Two female grizzly bears have been transplanted from the Whitefish Range to the Spar Lake area of the Cabinet Mountains as part of an ongoing effort to boost the struggling Cabinet-Yaak grizzly bear population.
The 2-year-old siblings were captured in the Deadhorse Creek drainage on the Flathead National Forest, fitted with GPS collars and moved Friday to the West Cabinets and a drainage with a hiking trail to Spar Lake near the Montana-Idaho border.
The bears have no history of conflict with people and have never been captured before, state wildlife officials said.
Those factors plus their young age are part of the criteria for the augmentation program, a cooperative effort between Montana Fish, Wildlife and Parks and the U.S. Fish and Wildlife Service.
The state agency captures the bears while the federal agency monitors them after their release.
Friday’s release marks the 12th and 13th grizzly bears released into the Cabinets since 2005.
In the early 1990s, three grizzly bears were moved into the Cabinets. Most of the bears that have been moved have been females.
Last year, a study using genetic analysis of bear hair samples produced a population estimate of 42 bears for the Cabinet-Yaak region.
Wayne Kasworm, a biologist with the Fish and Wildlife Service based in Libby, said the estimate means there may have been fewer than 15 grizzly bears prior to 1990, indicating the grizzly population might have vanished without the augmentation efforts.
As of last year, it was still unknown if any of the bears that have been moved since 2005 have reproduced.
That’s partly because the young bears were moved well before they reached a reproductive age of 5 or 6 years old, and they drop their tracking collars within a couple of years.
Wilderness films featured tonight
A free mini-film festival celebrating the 50th anniversary of the Wilderness Act is traveling through the Inland Northwest this summer.
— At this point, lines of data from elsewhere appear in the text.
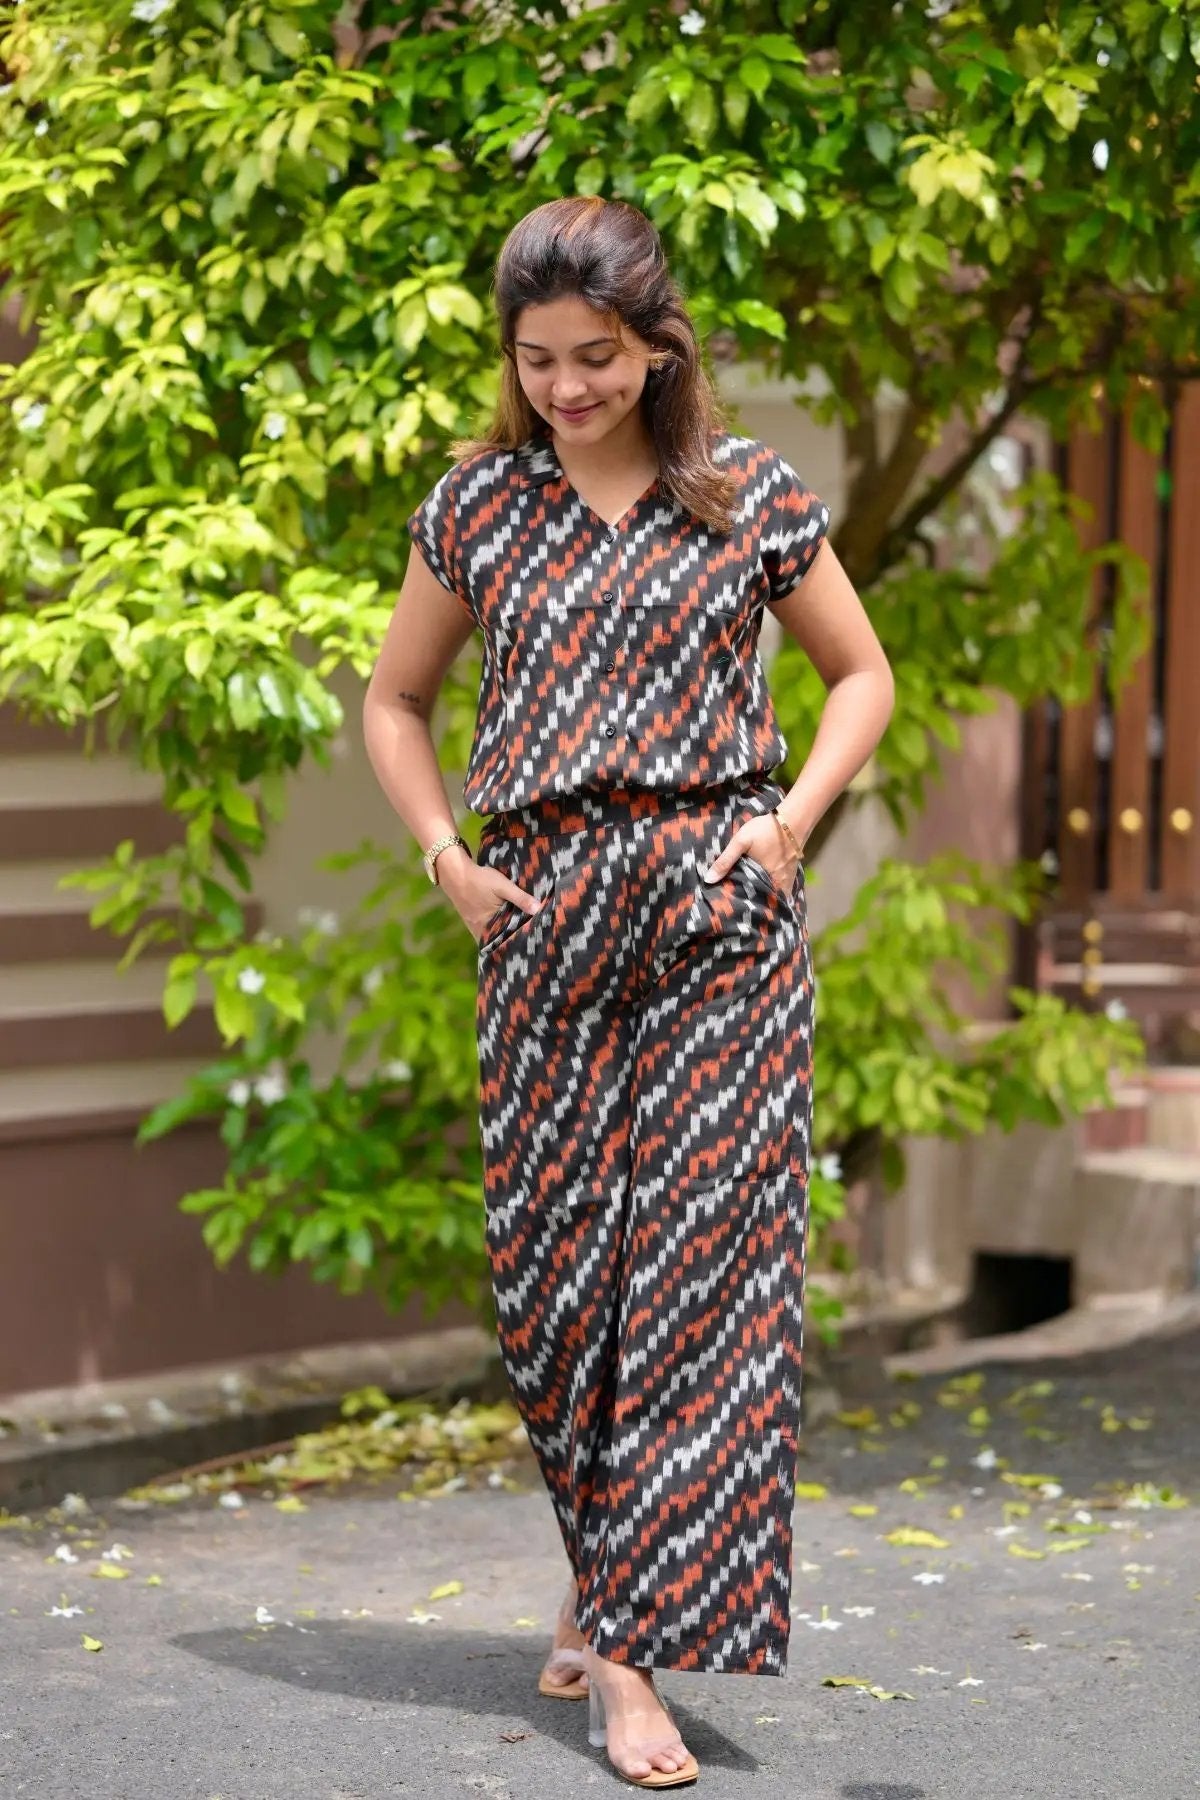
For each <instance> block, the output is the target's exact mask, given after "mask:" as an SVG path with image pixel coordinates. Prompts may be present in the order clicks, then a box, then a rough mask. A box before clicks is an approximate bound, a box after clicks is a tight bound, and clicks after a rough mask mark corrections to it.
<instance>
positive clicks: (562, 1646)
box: [538, 1582, 588, 1699]
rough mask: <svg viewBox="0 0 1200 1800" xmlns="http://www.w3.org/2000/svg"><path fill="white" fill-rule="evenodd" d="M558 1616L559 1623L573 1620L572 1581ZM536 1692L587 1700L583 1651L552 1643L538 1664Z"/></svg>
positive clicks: (565, 1624)
mask: <svg viewBox="0 0 1200 1800" xmlns="http://www.w3.org/2000/svg"><path fill="white" fill-rule="evenodd" d="M558 1618H560V1624H563V1625H574V1622H576V1584H574V1582H572V1584H570V1588H569V1589H567V1595H565V1598H563V1604H561V1606H560V1609H558ZM551 1676H560V1679H558V1681H551ZM561 1676H570V1679H569V1681H563V1679H561ZM538 1694H545V1697H547V1699H587V1697H588V1678H587V1670H585V1667H583V1651H581V1649H576V1647H574V1645H570V1643H560V1645H556V1647H554V1649H552V1651H551V1654H549V1656H547V1660H545V1663H543V1665H542V1674H540V1676H538Z"/></svg>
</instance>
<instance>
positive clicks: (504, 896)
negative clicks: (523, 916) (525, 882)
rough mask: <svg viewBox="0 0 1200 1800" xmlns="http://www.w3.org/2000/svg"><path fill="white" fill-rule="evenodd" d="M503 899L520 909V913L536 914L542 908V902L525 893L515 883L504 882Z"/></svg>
mask: <svg viewBox="0 0 1200 1800" xmlns="http://www.w3.org/2000/svg"><path fill="white" fill-rule="evenodd" d="M504 898H506V900H511V902H513V905H518V907H520V909H522V913H536V911H540V907H542V902H540V900H538V896H536V895H531V893H525V889H524V887H518V886H516V882H506V886H504Z"/></svg>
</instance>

The beauty, history and adventure of wilderness are featured in 10 short films totaling just over an hour of entertainment suitable for all ages. Only Congress has the power to designate official wilderness, the highest category of protection offered for America’s public lands.
Screenings of the films include:
• Spokane – Mountain Gear Store, 2002 N. Division, 6:30 p.m., tonight.
• Metaline Falls – Cutter Theater, 7:30 p.m., Friday.
Films include: “American Values – American Wilderness,” “Last Light,” “Sage Steppe,” “North Cascades Wilderness Ranger,” and a production by Gonzaga senior students highlighting the Salmo-Priest Wilderness in northeastern Washington.
River recreation opens at Post Falls
The Spokane River’s flows have subsided enough for the spill gates at Post Falls Dam to be closed, Avista Utilities reports. That has allowed river recreation to open for the season starting this week in the area between the Spokane Street Bridge and the boater safety cables that are just upstream of the Post Falls Dam.
The City of Post Falls boat launch at Q’emiln Park also is opening. The swim beach will open later this week after the parks department removes fencing, installs swim safety buoys and lifeguards are scheduled.